Jason berjalan keluar dengan membanting pintu di belakang.
Syukurlah! Kencan ini benar-benar parah! Aku benar-benar tidak menikmatinya. Aku meletakkan uang Muggle di atas meja untuk membayar kopi, lalu berjalan keluar cafe menuju toilet perempuan di sebelah kiri cafe. Untung toiletnya kosong. Aku bisa berubah menjadi diriku sendiri dalam beberapa menit lagi.
Setelah berubah menjadi diriku sendiri aku berjalan keluar St. James Theatre menyusuri Courtenay Place menuju halte bus. Aku harus segera pulang, masih ada artikel yang harus kutulis, tentang berita kematian beberapa penyihir Selandia Baru untuk Daily Charm.
Ya, itulah tugasku untuk Daily Charm, menulis artikel berita kematian. Kematian siapa dan apa saja, termasuk berita meninggalnya, kucing atau burung hantu kesayangan. Benar-benar suram! Aku bersyukur kalau bisa mendapatkan pekerjaan di Rimutaka, bank penyihir, seperti Iris. Galleon yang didapatkan di sana lebih besar dari pada di Daily Charm.
Iris' POV
Aku, Iris Zabini cewek sembilan belas tahun yang punya banyak penggemar Muggle. Aku telah banyak berubah sejak hari itu, sejak Albus meninggalkanku di koridor bawah tanah. Malam itu, aku menangis sepanjang malam dan tidak keluar untuk sarapan pada keesokan harinya karena mataku bengkak, bekas menangis.

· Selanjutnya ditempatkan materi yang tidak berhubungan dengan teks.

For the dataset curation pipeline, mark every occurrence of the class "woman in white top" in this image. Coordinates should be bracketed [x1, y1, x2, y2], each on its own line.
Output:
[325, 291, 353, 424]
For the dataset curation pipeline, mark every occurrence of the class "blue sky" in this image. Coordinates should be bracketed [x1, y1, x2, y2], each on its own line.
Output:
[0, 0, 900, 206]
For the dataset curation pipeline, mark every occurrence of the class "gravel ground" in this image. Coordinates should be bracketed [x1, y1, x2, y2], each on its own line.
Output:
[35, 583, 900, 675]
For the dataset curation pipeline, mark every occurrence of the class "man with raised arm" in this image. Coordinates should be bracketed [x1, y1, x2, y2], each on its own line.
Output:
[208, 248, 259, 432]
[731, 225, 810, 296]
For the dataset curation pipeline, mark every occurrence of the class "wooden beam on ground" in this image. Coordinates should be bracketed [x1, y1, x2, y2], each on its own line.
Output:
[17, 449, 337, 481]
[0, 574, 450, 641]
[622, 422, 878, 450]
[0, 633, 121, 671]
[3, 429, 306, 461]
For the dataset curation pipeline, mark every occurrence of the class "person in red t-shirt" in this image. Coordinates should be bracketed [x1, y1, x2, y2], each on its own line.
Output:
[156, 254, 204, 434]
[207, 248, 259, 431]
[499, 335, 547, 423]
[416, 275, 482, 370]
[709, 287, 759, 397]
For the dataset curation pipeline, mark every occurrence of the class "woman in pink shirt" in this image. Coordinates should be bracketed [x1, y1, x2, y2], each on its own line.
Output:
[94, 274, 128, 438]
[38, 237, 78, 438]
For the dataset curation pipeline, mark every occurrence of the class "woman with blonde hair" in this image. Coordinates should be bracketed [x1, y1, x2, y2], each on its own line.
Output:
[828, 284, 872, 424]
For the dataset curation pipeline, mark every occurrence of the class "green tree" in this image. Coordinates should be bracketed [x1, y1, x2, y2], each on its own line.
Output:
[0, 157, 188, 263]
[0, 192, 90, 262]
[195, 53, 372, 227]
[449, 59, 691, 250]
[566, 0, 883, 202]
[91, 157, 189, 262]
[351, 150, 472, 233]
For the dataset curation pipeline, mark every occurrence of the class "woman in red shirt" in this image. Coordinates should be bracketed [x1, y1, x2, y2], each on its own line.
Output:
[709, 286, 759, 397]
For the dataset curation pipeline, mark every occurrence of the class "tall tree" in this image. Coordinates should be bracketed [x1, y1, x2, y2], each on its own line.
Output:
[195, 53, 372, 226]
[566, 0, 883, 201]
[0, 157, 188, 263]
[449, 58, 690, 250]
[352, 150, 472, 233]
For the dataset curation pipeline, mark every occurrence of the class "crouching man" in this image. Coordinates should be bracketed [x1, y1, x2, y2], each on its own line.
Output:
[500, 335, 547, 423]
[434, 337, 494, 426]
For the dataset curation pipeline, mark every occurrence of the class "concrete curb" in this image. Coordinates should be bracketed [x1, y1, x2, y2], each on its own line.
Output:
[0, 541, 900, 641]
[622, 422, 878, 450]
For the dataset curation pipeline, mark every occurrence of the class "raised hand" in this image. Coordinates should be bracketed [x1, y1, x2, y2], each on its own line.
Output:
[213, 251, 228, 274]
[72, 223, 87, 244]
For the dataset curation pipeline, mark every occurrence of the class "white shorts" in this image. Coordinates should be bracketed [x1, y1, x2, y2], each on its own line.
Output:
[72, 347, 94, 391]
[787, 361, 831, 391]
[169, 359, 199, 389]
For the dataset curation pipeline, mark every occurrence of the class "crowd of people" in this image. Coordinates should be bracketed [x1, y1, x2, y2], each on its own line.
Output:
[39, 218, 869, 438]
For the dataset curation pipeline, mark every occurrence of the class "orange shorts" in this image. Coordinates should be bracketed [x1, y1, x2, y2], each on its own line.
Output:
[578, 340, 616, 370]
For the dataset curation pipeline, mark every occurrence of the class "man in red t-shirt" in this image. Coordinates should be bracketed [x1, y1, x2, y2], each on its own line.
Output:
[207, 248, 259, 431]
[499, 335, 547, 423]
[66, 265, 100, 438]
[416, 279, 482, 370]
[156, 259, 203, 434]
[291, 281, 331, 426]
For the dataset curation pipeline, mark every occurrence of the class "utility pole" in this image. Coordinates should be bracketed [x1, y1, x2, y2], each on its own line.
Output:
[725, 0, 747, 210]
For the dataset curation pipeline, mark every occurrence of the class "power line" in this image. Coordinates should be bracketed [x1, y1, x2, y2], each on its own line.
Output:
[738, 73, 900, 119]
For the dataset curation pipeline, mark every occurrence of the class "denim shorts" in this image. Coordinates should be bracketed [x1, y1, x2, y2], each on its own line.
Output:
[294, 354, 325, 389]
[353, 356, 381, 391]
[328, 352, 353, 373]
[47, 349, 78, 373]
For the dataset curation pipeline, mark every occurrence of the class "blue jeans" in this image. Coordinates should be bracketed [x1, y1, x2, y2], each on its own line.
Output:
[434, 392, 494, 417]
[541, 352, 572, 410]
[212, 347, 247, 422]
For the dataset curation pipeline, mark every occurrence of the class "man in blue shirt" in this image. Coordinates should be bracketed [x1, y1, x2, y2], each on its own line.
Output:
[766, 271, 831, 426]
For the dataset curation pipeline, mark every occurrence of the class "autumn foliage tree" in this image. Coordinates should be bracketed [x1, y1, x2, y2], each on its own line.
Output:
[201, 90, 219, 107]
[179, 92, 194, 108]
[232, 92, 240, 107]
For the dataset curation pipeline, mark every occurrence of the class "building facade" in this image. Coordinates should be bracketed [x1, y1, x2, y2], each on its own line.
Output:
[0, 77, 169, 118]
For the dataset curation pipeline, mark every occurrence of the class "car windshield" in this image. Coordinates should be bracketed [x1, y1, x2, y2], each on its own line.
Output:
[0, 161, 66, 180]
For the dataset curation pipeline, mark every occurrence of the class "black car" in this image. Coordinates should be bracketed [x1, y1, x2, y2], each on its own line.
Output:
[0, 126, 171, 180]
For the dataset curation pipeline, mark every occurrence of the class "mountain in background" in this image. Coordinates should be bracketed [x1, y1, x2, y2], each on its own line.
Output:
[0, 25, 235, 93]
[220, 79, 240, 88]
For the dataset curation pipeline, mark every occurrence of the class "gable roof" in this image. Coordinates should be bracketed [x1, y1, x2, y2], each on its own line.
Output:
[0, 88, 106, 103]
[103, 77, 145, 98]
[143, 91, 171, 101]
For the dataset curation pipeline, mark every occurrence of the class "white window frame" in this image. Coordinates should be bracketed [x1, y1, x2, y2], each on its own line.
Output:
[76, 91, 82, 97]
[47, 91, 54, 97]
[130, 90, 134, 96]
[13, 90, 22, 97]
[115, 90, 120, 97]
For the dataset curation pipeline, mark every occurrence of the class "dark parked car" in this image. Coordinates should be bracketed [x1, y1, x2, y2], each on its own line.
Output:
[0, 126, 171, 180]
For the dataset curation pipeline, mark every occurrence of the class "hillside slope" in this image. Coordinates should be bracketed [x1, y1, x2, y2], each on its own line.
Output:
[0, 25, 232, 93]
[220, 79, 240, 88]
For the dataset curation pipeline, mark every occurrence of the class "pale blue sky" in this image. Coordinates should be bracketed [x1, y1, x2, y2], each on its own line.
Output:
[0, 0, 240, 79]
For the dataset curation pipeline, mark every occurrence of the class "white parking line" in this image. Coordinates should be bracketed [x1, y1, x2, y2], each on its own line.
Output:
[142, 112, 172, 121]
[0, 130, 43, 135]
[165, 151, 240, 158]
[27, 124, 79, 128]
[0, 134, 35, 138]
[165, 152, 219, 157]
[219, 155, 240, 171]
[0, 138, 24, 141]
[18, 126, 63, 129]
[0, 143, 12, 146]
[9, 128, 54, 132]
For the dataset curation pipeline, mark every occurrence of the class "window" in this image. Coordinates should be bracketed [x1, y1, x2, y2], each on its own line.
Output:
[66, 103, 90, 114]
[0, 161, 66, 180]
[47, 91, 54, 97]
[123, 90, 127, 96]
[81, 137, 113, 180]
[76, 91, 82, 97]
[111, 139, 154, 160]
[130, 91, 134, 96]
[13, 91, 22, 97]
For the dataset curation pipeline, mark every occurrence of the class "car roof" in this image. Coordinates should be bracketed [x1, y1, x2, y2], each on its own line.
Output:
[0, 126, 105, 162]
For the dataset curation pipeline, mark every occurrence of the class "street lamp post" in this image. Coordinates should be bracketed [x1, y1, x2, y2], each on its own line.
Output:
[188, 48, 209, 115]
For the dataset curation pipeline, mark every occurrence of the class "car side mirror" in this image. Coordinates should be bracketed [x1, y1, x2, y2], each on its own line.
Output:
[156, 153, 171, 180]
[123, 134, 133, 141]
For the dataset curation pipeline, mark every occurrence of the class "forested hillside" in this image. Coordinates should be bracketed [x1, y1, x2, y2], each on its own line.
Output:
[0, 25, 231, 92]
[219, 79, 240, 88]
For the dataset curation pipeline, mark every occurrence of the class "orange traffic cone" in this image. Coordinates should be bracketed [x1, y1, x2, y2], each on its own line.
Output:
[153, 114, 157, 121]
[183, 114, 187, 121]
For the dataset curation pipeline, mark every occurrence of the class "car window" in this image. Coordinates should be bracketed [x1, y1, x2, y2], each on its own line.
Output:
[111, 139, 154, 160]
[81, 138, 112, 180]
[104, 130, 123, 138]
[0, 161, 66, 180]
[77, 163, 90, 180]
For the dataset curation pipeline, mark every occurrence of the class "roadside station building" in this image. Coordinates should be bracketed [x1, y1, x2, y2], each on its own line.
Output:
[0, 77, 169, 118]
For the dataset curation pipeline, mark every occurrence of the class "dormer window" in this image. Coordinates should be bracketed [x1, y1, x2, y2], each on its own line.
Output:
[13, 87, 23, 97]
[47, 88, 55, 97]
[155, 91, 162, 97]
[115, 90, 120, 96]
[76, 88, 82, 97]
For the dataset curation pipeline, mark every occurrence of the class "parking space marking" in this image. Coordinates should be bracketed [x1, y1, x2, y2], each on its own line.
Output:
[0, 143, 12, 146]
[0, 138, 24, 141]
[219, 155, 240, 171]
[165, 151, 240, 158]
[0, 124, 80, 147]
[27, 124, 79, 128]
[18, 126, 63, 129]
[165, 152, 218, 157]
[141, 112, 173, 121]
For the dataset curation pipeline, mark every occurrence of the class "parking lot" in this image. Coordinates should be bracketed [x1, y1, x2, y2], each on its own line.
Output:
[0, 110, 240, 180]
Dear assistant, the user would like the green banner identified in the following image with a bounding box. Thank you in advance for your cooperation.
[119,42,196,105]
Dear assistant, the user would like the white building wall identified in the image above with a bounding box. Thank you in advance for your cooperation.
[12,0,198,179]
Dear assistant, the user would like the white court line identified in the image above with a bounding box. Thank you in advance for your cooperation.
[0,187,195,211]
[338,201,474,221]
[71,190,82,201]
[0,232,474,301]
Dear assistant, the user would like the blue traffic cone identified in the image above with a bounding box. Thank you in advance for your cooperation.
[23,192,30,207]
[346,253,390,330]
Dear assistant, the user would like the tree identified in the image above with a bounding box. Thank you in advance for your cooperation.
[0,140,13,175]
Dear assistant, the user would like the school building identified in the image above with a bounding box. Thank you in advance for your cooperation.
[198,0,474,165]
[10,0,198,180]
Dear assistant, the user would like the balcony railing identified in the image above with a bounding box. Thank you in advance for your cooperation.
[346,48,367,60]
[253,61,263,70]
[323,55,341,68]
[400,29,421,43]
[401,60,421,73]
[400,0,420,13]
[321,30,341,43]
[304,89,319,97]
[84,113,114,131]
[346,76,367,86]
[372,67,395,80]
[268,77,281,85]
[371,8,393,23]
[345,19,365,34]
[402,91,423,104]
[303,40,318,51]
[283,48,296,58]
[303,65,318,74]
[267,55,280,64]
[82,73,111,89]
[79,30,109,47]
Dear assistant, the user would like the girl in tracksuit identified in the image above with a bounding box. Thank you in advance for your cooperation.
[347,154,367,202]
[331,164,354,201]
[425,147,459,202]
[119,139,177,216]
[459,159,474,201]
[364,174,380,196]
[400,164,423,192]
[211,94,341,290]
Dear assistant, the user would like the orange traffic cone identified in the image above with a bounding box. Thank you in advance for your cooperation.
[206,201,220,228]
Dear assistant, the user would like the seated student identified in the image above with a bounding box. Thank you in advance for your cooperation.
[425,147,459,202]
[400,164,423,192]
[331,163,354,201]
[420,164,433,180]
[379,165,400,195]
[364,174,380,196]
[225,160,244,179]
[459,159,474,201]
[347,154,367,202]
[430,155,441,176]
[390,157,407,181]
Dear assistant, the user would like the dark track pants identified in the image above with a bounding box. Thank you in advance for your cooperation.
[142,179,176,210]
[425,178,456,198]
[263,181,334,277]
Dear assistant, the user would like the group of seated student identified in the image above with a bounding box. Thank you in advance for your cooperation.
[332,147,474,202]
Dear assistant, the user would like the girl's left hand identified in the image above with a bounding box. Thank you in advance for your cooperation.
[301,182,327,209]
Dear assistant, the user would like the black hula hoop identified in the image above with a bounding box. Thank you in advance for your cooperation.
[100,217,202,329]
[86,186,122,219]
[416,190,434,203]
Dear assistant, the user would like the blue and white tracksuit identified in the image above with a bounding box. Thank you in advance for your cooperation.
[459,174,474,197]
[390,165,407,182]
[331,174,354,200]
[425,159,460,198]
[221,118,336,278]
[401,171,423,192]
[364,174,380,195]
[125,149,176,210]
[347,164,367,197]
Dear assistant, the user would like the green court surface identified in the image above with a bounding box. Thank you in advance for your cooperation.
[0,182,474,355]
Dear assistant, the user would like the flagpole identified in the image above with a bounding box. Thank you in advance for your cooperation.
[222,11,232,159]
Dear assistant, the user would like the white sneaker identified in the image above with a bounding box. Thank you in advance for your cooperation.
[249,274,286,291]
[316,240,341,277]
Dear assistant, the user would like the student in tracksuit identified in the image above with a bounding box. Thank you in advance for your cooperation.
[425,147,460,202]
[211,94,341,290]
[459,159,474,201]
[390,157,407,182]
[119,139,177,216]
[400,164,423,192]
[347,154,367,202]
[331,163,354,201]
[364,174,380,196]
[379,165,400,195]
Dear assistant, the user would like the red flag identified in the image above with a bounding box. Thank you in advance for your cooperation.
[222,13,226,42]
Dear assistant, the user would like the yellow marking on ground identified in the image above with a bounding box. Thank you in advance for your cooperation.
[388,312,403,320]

Aku sudah mengatakan pada Albus bahwa aku mencintainya, tapi dia menolakku dan mengucapkan selamat tinggal. Aku berjanji pada diriku sendiri untuk melupakannya, untuk melupakan bahwa aku pernah jatuh cinta padanya. Aku berusaha. Aku punya banyak teman kencan dan mereka membuatku mampu melupakan Albus. Tetapi aku tidak bisa selamanya bergaul dengan Muggle. Aku harus mencari pacar penyihir.
Di Rimutaka, tempat kami menjalani pelatihan sebagai Pemunah Kutukan, banyak cowok-cowok penyihir Selandia Baru yang tampan. Mereka memang melirik Rose dan aku, tapi Rose sama sekali tidak tertarik dan aku lebih tertarik pada instruktur kami dari pada sesama anggota pelatihan.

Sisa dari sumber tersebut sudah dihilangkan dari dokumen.